Diddy Kong Racing (Nintendo 64)
Since it effectively kicked off the genre in the early ’90s, the Mario Kart series has been the king of kart racers. In fact, some may argue that no other kart racer can compare to Mario Kart. But those people are wrong, because Diddy Kong racing actually surpassed it–at least when compared to the Nintendo 64’s Mario Kart 64. With a more open layout, support for karts, hovercraft, and airplanes, and even a story to complete when not racing against friends, Diddy Kong Racing was a more complete and varied offering than Mario Kart 64. Developer Rare’s acquisition by Microsoft has probably killed any chance of another game–though you can play a DS version–but it’s a must-have addition to the Nintendo Switch Online lineup. — Gabe Gurwin, SEO Editor
WWF No Mercy (N64)
For my money, there was no better era for wrestling games than the N64 days, and the best of those games was WWF No Mercy. It expanded on the foundation established over previous beloved games like WCW/NWO Revenge and Wrestlemania 2000. With a more extensive create-a-character, a single-player Championship mode with branching storylines, a huge slate of match types and wrestlers, and matches that could take place in backstage areas, No Mercy was brimming with variety, making it a dream game for wrestling fans.

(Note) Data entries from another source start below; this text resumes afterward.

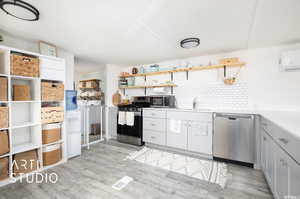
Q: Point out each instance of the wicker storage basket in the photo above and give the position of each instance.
(52, 115)
(25, 162)
(21, 93)
(51, 133)
(4, 140)
(25, 66)
(4, 168)
(3, 89)
(52, 154)
(3, 117)
(52, 91)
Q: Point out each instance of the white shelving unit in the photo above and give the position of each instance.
(25, 127)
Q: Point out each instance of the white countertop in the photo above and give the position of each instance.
(287, 120)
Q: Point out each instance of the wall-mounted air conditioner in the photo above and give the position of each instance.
(290, 60)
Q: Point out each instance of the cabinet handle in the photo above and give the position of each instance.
(283, 140)
(283, 162)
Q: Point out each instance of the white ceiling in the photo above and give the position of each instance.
(147, 31)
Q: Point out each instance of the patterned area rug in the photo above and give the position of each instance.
(207, 170)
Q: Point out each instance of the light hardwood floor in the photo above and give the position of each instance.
(92, 175)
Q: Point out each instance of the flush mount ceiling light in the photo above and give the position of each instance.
(190, 42)
(20, 10)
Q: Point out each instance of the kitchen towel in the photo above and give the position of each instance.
(122, 118)
(175, 126)
(130, 118)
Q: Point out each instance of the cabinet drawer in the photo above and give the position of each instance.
(192, 116)
(285, 139)
(155, 124)
(289, 142)
(154, 113)
(155, 137)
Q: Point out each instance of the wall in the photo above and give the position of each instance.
(85, 69)
(261, 84)
(112, 79)
(32, 46)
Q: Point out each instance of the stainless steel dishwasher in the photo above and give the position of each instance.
(234, 138)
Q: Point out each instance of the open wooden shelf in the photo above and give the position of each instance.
(195, 68)
(151, 86)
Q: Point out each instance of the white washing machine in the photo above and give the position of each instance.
(73, 129)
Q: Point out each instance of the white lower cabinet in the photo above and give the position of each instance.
(154, 137)
(177, 133)
(189, 131)
(281, 174)
(294, 187)
(200, 137)
(280, 168)
(268, 159)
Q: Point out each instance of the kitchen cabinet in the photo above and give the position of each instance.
(154, 127)
(190, 131)
(268, 158)
(294, 169)
(280, 167)
(177, 133)
(282, 174)
(200, 137)
(154, 137)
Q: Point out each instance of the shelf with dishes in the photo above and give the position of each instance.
(148, 86)
(194, 68)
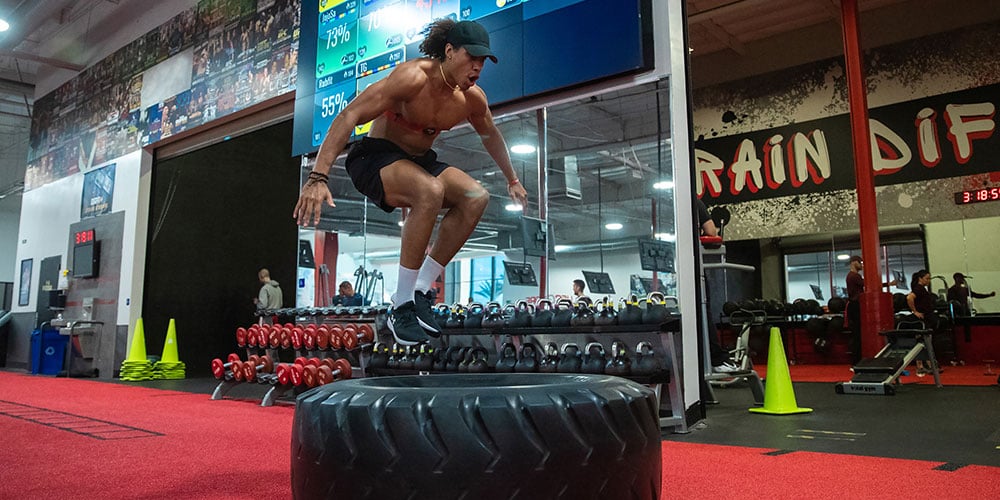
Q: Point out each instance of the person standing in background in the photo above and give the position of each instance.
(269, 297)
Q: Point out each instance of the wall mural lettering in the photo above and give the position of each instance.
(243, 52)
(932, 138)
(776, 149)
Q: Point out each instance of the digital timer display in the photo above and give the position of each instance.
(82, 237)
(977, 196)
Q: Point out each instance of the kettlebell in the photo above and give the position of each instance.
(394, 357)
(493, 316)
(570, 361)
(604, 313)
(527, 359)
(550, 362)
(455, 359)
(656, 309)
(407, 358)
(619, 364)
(630, 313)
(441, 314)
(380, 356)
(478, 357)
(474, 316)
(457, 317)
(441, 359)
(508, 358)
(522, 316)
(594, 359)
(563, 313)
(646, 361)
(463, 365)
(583, 315)
(425, 358)
(543, 314)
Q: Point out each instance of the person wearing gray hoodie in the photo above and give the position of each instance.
(269, 297)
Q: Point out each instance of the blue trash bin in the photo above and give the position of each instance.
(48, 351)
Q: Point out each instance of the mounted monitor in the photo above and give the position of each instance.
(520, 273)
(599, 282)
(535, 236)
(656, 256)
(347, 45)
(86, 257)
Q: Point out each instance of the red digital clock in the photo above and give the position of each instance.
(977, 196)
(82, 237)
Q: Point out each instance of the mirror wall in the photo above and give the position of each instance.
(609, 175)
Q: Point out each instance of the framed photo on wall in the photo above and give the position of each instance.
(24, 294)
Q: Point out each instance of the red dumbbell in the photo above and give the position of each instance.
(219, 367)
(256, 365)
(355, 335)
(325, 372)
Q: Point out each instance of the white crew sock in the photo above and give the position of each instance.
(404, 286)
(429, 272)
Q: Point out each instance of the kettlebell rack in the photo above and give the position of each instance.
(660, 371)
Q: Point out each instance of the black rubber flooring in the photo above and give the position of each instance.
(953, 424)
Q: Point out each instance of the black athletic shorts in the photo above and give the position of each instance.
(367, 158)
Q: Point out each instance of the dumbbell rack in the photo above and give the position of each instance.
(663, 335)
(293, 340)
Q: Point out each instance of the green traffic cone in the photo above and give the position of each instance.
(779, 397)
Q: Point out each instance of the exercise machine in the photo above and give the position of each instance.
(741, 356)
(880, 374)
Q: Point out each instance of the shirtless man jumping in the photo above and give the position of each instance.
(394, 165)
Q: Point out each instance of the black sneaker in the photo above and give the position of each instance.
(424, 304)
(404, 326)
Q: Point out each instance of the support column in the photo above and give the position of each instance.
(876, 305)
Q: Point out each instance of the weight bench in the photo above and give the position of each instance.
(879, 374)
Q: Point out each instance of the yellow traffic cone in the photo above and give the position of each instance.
(170, 345)
(137, 350)
(779, 397)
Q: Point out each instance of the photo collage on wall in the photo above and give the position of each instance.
(243, 51)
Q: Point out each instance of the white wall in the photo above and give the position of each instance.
(8, 245)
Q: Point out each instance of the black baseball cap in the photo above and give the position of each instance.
(473, 37)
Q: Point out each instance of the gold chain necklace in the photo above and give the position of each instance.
(445, 78)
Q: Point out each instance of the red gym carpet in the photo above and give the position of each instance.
(70, 438)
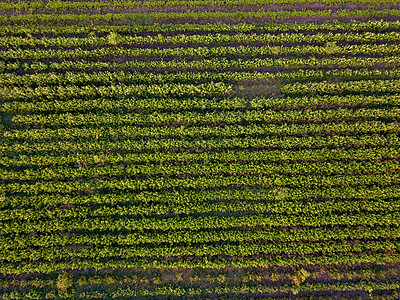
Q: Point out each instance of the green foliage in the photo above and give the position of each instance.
(65, 281)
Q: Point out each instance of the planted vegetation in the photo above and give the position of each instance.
(200, 149)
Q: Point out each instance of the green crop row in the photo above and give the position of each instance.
(139, 90)
(353, 26)
(242, 249)
(204, 52)
(202, 262)
(123, 132)
(212, 64)
(61, 19)
(243, 289)
(187, 197)
(267, 156)
(66, 6)
(194, 237)
(148, 105)
(201, 223)
(12, 83)
(215, 38)
(353, 87)
(204, 118)
(279, 207)
(212, 143)
(204, 181)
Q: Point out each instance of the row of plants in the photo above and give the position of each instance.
(149, 105)
(188, 118)
(153, 146)
(202, 40)
(201, 262)
(164, 132)
(239, 249)
(191, 28)
(278, 206)
(40, 70)
(203, 52)
(63, 6)
(19, 85)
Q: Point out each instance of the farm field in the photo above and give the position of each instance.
(200, 149)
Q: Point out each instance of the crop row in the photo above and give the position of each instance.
(354, 26)
(204, 118)
(64, 6)
(204, 52)
(242, 249)
(61, 19)
(164, 132)
(284, 143)
(236, 291)
(269, 156)
(213, 64)
(346, 87)
(216, 38)
(188, 197)
(206, 181)
(9, 82)
(148, 105)
(159, 210)
(194, 237)
(137, 90)
(202, 262)
(202, 222)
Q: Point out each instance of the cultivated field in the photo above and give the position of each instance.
(200, 149)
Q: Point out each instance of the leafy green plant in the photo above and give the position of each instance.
(65, 281)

Sadly, given the rights issues with a licensed game like this–just the WWF name alone might pose problems–a re-release on Switch Online (or elsewhere) seems highly unlikely. But that won’t stop me from dreaming of having access to the defining wrestling game of my childhood on a modern console. — Chris Pereira, Senior Editor
Perfect Dark (Nintendo 64)
What GoldenEye started on the N64–the creation of a truly excellent multiplayer first-person shooter on consoles–Perfect Dark ran with. The follow-up to GoldenEye was bristling with great ideas that pushed the FPS genre forward during its nascent console years. Great, fascinating maps like a multi-story parking garage, weirdo weapons like the Farsight and the Laptop Gun, the ability to take on bots in multiplayer matches–it all expanded the N64 shooter experience in phenomenal ways to create a couch co-op experience beyond the likes of just about anything else. At the time, Perfect Dark was truly a next step in console shooter evolution, even if it was held back by the absence of a second analog stick on the N64’s controller. — Phil Hornshaw, Senior Writer
My family did not own any gaming consoles when I was a kid, but every summer, my parents would rent a Nintendo 64 from the local video store and a few games for me and my siblings to enjoy for a week. 1997’s GoldenEye was always one of the games we rented. I had no awareness of the movie it was based on, but I enjoyed the game immensely. I remember the game vividly and have many fond memories of afternoons playing slappers-only or Big Head mode multiplayer. The campaign, too, holds a special place in my memory with its high-octane missions (who could forget that train sequence!) and iconic music that stays in my head to this day. While I eagerly look forward to Hitman developer IO’s new James Bond game, Rare’s 1997 N64 title will always hold a special place in my heart. — Eddie Makuch, Editor II
WCW/NWO Revenge (Nintendo 64)
WCW/NWO Revenge wasn’t the first wrestling game by THQ on the N64, but it was the one that popularized wrestling games for a new generation. The third game in the series, following WCW vs. The World (a localized version of Japan’s Virtual Pro Wrestling) and WCW vs. NWO, 1998’s WCW/NWO Revenge capitalized on the height of WCW’s popularity–right before its downfall.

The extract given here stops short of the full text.